System of linear equations in Computed Tomography (CT)

Abstract

In X-rays the internal structures often overlap, thereby it reduces the chances of detecting any anomalies (if any) and hence the patient may be given an improper diagnosis or they will have to suffer due to participating in multiple scans, which is inevitable if their illness continues and the radiologists are unable to find a cause.
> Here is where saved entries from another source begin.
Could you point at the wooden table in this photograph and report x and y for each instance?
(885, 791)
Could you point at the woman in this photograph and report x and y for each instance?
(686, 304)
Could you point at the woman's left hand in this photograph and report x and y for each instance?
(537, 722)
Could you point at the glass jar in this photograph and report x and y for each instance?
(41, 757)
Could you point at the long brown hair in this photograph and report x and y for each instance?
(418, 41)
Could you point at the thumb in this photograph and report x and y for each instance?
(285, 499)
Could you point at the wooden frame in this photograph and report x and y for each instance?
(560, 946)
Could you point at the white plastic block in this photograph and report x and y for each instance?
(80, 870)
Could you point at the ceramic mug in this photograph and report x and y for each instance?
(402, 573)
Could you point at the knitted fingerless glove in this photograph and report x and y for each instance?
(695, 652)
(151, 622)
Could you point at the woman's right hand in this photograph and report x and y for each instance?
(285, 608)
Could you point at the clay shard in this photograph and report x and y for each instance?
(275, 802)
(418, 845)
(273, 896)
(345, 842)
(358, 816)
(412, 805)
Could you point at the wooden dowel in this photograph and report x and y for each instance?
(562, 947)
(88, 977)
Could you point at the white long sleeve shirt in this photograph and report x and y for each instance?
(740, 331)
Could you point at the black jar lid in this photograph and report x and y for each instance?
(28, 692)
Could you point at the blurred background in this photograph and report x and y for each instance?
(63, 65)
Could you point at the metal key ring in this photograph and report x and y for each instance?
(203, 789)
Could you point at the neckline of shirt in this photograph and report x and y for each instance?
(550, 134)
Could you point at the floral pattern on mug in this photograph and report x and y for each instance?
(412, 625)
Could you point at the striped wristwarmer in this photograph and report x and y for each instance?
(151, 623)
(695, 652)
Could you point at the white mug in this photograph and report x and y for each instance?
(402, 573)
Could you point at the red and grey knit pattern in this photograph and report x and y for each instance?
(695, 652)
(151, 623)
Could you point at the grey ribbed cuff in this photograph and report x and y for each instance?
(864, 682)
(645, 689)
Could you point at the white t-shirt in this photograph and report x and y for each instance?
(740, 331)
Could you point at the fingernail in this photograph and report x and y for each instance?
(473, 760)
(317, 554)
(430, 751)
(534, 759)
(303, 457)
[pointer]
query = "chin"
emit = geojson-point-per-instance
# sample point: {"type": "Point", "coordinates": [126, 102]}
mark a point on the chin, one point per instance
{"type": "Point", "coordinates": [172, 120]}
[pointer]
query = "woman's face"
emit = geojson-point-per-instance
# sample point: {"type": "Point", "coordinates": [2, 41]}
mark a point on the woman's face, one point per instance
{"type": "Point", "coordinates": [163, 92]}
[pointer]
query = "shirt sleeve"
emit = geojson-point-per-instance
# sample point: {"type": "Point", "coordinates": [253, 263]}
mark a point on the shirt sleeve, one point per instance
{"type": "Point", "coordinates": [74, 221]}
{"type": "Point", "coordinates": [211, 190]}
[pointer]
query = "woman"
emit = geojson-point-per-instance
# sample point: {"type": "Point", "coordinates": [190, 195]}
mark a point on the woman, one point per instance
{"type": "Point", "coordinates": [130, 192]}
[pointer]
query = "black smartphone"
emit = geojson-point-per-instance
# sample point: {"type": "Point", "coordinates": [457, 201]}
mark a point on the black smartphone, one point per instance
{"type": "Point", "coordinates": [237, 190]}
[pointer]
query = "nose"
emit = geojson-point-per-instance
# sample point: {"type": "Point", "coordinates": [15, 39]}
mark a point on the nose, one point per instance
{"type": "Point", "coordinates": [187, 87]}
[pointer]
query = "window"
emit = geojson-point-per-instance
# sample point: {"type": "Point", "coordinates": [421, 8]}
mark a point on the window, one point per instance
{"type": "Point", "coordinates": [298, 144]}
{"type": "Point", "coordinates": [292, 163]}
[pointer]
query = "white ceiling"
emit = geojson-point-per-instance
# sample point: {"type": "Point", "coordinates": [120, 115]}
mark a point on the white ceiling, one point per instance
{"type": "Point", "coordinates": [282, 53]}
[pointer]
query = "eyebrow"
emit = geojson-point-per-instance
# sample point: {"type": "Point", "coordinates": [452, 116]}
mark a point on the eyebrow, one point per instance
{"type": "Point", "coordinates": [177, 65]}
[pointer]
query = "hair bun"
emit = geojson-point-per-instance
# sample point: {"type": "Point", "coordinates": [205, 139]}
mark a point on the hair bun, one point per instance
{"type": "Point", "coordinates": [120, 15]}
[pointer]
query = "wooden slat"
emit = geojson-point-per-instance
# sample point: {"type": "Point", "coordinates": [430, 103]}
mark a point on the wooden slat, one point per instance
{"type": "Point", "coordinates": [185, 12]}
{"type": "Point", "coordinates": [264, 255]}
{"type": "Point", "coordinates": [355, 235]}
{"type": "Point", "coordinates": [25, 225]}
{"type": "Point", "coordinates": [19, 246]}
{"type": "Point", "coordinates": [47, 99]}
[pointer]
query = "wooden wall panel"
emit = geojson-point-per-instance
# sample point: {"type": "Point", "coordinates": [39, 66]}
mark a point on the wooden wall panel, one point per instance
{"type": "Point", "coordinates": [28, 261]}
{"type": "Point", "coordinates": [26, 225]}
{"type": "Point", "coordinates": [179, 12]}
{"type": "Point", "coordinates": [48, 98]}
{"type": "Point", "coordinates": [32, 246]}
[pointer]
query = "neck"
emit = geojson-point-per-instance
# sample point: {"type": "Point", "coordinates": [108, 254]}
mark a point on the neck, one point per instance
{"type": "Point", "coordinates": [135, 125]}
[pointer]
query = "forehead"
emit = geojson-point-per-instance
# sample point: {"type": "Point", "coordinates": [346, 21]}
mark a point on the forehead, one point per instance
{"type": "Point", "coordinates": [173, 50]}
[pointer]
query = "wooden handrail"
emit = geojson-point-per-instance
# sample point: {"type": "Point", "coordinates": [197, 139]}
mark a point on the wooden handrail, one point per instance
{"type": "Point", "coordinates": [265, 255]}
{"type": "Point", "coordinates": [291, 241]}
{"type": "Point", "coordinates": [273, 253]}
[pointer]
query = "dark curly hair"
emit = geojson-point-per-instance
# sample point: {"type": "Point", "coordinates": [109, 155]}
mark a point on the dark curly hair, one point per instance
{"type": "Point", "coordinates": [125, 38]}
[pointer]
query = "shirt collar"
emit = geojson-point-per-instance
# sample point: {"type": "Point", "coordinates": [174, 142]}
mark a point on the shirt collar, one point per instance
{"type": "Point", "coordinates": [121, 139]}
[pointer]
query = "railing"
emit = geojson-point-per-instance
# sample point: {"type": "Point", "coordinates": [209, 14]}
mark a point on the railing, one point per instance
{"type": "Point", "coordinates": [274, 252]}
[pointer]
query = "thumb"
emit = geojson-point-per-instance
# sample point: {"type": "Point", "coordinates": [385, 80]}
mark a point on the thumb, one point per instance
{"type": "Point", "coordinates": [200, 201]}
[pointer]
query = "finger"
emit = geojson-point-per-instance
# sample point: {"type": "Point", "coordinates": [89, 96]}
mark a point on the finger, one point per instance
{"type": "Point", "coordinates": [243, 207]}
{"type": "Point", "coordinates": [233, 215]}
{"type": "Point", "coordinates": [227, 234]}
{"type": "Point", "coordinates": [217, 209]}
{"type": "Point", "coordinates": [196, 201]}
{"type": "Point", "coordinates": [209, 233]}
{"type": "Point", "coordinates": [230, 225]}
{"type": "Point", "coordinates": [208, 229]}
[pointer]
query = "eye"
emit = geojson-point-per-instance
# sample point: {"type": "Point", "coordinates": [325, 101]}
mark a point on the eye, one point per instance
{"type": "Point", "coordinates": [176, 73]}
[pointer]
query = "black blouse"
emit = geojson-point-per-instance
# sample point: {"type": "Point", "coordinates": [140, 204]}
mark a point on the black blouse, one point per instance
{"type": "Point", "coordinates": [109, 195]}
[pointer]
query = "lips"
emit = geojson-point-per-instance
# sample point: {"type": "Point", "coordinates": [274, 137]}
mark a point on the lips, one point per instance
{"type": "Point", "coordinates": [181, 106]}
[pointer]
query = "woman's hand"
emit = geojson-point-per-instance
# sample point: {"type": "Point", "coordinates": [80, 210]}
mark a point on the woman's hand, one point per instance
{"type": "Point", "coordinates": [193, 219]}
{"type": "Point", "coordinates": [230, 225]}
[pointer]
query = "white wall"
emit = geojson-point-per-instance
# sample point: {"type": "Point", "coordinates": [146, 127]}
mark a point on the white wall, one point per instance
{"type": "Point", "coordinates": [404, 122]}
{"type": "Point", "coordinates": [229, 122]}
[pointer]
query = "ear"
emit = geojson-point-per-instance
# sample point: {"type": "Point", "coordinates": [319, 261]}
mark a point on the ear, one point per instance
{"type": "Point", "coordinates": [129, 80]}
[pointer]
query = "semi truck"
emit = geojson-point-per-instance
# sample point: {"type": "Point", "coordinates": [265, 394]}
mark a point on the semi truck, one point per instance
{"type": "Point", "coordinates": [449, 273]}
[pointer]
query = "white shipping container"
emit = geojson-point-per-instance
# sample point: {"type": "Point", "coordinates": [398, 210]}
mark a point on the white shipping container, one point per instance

In that aspect Computed Tomography (CT), uses multiple X-rays at variable angles directed at a section of the patient’s body, to acquire images (single X-ray shot gives image from a specific angle) of the entire cross section. These images are then taken by the scanner and the data (all the images) is then processed to create a detailed image of the cross section. This image is very detailed and so chances of detecting anomaly (if any) goes up. This thesis focuses on representing the scans of CT using a field of linear algebra, namely the System of Linear Equations to be more specific. That is to say, in this thesis we acquire a system of linear equations using the arbitrary data collected after sending and detecting X-ray beams at a patient’s cross section (slice), then solving it using Gaussian Elimination and the Matrix Inversion method to acquire roots or solution values which represent the substances present in the slice. These values are then cross referenced with a table that shows the range of values (linearly attenuated for this arbitrary scan) that represent various substances like bones, tissues (healthy or tumorous) and metallic objects that may or may not be present in the slice. Thus by using this table we can identify as to what the roots actually are within the slice.